Geprägt und gefesselt von der Sucht, bewegte ich mich immer weiter in die Sucht hinein. Anstatt das zu beenden, was mich auf längere Sicht definitiv töten würde. Ich hielt daran fest, das Richtige zu tun. Ich lebte in dem Glauben, ich wüsste, was ich tat. Das genaue Gegenteil war der Fall, doch ich erkannte es nicht, weil mich die Sucht bzw. meine suchtgesteuerten Gedanken daran hinderten.
Ich dachte über Jahre hinweg, dass sich alles irgendwie wieder automatisch beruhigen würde, womöglich einen Jackpot gewinnen könnte, der mein Leid lindern würde, doch dieses Leid entstand durch das Spielen – wie könnte ich das Leid durch das Spielen lindern?
Die Entscheidung, für immer dem Spielen zu entsagen, war für mich kein Gedanke oder eine kurzzeitige Einsicht, es mutierte zu meinem Lebensinhalt. Ich habe durch meinen Spielzwang erkannt, dass es völlig egal ist, was andere behaupten oder was Spieler als „gut“ oder „schlecht“ betiteln, denn diese gehen ihren und ich gehe den meinen Weg. Heute weiß ich, dass ich den richtigen Weg einschlug, ich kehrte der Sucht den Rücken und alles, was sich dadurch ebenfalls verabschiedete, war Ballast, den ich grundlos jahrelang mit mir herumschleppte. Die Spielsucht war nicht mein Schicksal, die Spielsucht war eine falsche Entscheidung. Mein Schicksal wurde es, dass ich der Glücksspielindustrie mit Wissen und Entschlossenheit entgegentrete. Man kann im Leben alles werden, alles erreichen und wirklich alles umsetzen, aber dafür müssen wir verstehen, dass eine Entscheidung erst dann unser Schicksal bestimmen kann, wenn wir das Gesagte in die Tat umsetzen. Ich stand mir jahrelang selbst im Weg, ich bestrafte mich regelrecht am Automaten, ich war der Versager in diesem Spiel, doch anstatt dies zu begreifen, ließ ich mich dafür feiern, dass ich mein Leben vergeudete und letzten Endes alles verspielen wollte.
Die Zeit eines Spielers ist im Grunde durchgehend eine verdammt dunkle Zeit, doch es ist nicht Mitleid, was ein Spieler benötigt, sondern Gewissheit.
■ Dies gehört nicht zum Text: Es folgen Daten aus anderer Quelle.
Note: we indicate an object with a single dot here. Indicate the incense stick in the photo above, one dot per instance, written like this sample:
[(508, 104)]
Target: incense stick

Ich kann jedem Spieler mit Gewissheit sagen, dass es seinen Untergang bedeuten wird, wenn er weiterhin sein Geld verspielt. Denn letzten Endes bezahlt man das Spiel nicht mit Geld, sondern mit seinem Leben.
Ich hatte nochmal Glück, Glück in dem Sinne, dass ich keine Maschine benötige, um mein „Glück“ erkennen zu können. Doch diese Einsicht dauerte Jahre, bis sie sich entwickeln konnte. Das Leben wird weitergehen, die Welt wird sich auch dann noch weiterdrehen, wenn wir als Spieler dem Spielen für immer entsagen. Wir werden weiterleben, weil es unser Wille ist, der nie verschwand. Kein anderer muss es Ihnen zutrauen, nur Sie müssen es sich selbst zutrauen. Sie müssen einzig und allein Ihr Wissen nutzen, um Ihre Gedanken umsetzen zu können. Halten Sie mit derselben Hingabe am Leben fest, wie Sie es Tag für Tag am Automaten taten – dann können Sie nicht scheitern. Wer vom Leben flüchtet, läuft dem Tod entgegen. Ich spielte, um vor der Realität flüchten zu können, meine Gedanken kreisten um alles und jeden, ganz besonders um den Automaten, denn der war mein Bezugspunkt in dieser bzw. in meiner Welt. Doch erst ab den Zeitpunkt, als ich meine eigenen Gedanken gezielt hinterfragte, änderte ich die Gegebenheiten. Ich musste die Welt nicht verändern, um zufrieden sein zu können, ich musste meinen Blickwinkel sprich meine Wahrnehmung weiterentwickeln, um die Welt akzeptieren zu können. Mein Hass hätte mich getötet, davon bin ich fest überzeugt. Aus der Aussichtslosigkeit heraus, lenkte ich einst meine Sicht gegen die extrem ansteigende Glücksspielsucht und bemerkte, dass ich jeden spielfreien Tag, etwas mehr am Leben festzuhalten begann. Je gefestigter ich am Ausstieg festhielt, desto stärker wurde der Gegenwind gewisser Personen und Institutionen. Ich brachte mein Leben auf Papier und es folgten viele Ausstiegsmethoden. Pro Monat festigte sich meine Sicht und ich hielt mehr denn je am Ausstieg fest. Der Ausstieg wurde mein Leben. Meine Bestimmung. Mein Schicksal. Als ich mich entschlossen gegen Suizid aussprach, legte man ihn mir persönlich auf Seiten der Glücksspielindustrie nahe.